Poulin Chris, Shiner Brian, Thompson Paul, Vepstas Linas, Young-Xu Yinong, Goertzel Benjamin, Watts Bradley, Flashman Laura, McAllister Thomas
The Geisel School of Medicine at Dartmouth College & The Thayer School of Engineering at Dartmouth College, Hanover, New Hampshire, United States of America ; The Durkheim Project, Portsmouth, New Hampshire, United States of America.
United States Department of Veterans Affairs, White River Junction VA Medical Center, White River Junction, Vermont, United States of America.
PLoS One. 2014 Jan 28;9(1):e85733. doi: 10.1371/journal.pone.0085733. eCollection 2014.
We developed linguistics-driven prediction models to estimate the risk of suicide. These models were generated from unstructured clinical notes taken from a national sample of U.S. Veterans Administration (VA) medical records. We created three matched cohorts: veterans who committed suicide, veterans who used mental health services and did not commit suicide, and veterans who did not use mental health services and did not commit suicide during the observation period (n = 70 in each group). From the clinical notes, we generated datasets of single keywords and multi-word phrases, and constructed prediction models using a machine-learning algorithm based on a genetic programming framework. The resulting inference accuracy was consistently 65% or more. Our data therefore suggests that computerized text analytics can be applied to unstructured medical records to estimate the risk of suicide. The resulting system could allow clinicians to potentially screen seemingly healthy patients at the primary care level, and to continuously evaluate the suicide risk among psychiatric patients.

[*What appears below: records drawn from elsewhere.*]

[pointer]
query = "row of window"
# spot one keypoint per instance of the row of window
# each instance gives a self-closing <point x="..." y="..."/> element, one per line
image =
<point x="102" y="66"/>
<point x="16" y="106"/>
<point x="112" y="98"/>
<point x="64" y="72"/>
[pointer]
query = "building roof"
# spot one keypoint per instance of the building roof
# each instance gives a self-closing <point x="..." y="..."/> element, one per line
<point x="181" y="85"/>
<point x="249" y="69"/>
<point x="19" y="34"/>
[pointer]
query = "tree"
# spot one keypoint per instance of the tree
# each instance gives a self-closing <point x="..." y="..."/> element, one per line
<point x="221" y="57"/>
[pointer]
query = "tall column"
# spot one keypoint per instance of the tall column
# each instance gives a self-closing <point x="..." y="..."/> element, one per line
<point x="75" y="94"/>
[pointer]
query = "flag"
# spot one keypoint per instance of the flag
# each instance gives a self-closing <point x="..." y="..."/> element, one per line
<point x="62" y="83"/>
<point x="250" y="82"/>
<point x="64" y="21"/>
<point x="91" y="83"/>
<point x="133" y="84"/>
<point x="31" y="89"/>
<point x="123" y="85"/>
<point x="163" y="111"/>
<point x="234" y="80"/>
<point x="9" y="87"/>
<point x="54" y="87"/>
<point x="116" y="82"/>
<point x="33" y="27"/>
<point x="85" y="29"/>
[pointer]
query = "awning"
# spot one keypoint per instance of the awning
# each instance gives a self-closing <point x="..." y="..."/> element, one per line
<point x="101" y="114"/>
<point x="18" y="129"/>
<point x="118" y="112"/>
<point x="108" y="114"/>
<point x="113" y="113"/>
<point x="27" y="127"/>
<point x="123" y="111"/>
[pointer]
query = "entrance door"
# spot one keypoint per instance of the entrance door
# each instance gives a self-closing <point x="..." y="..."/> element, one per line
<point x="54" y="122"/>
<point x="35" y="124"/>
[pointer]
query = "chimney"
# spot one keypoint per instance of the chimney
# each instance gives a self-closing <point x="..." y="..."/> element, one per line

我们开发了语言驱动的预测模型来估计自杀风险。这些模型是从美国退伍军人事务部(VA)医疗记录的全国样本中提取的非结构化临床记录生成的。我们创建了三个匹配队列:自杀的退伍军人、使用心理健康服务但未自杀的退伍军人,以及在观察期内未使用心理健康服务且未自杀的退伍军人(每组n = 70)。从临床记录中,我们生成了单关键词和多词短语的数据集,并使用基于遗传编程框架的机器学习算法构建了预测模型。由此产生的推理准确率始终达到65%或更高。因此,我们的数据表明,计算机化文本分析可应用于非结构化医疗记录以估计自杀风险。由此产生的系统可以让临床医生在初级保健层面潜在地筛查看似健康的患者,并持续评估精神病患者的自杀风险。